First, we need to process the raw variance component results from each line.
n_top <- 400
n_lines <- length(varPart_list)
n_hv_genes <- rep(NA, n_lines)
n_cells_use <- rep(NA, n_lines)
n_genes_use <- rep(NA, n_lines)
var_top_mean <- rep(NA, n_lines)
var_top_list <- list()
for (i in seq_len(length(varPart_list))) {
sort_idx <- order(varPart_list[[i]]$clone, decreasing = TRUE)
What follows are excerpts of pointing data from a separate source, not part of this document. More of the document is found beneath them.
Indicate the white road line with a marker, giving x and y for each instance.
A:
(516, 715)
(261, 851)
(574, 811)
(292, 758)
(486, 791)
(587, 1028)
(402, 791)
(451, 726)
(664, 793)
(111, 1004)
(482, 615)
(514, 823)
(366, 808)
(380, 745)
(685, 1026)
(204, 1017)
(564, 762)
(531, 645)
var_top_list[[i]] <- varPart_list[[i]][sort_idx[1:n_top], "clone",
drop = FALSE]
var_top_mean[i] <- mean(var_top_list[[i]]$clone, na.rm = TRUE)
n_hv_genes[i] <- sum(varPart_list[[i]]$clone > 0.25, na.rm = TRUE)
min_var <- 1.0
cell_idx <- which(sce_unst_list[[lines[i]]]$assigned != "unassigned")
n_cells_use[i] <- length(cell_idx)
n_genes_use[i] <- nrow(varPart_list[[i]])
}
don_sort_idx <- order(var_top_mean, decreasing = TRUE)
df.line <- data_frame(line_id = lines,
clone_cells = n_cells_use,
n_genes_use = n_genes_use,
n_hv_genes = n_hv_genes,
var_top_mean = var_top_mean)[don_sort_idx, ]
df.line <- cbind(rank = seq_len(nrow(df.line)), df.line)
var_full <- c()
idx_full <- c()
don_full <- c()
rank_full <- c()
for (ii in don_sort_idx) {
var_full <- c(var_full, var_top_list[[ii]]$clone)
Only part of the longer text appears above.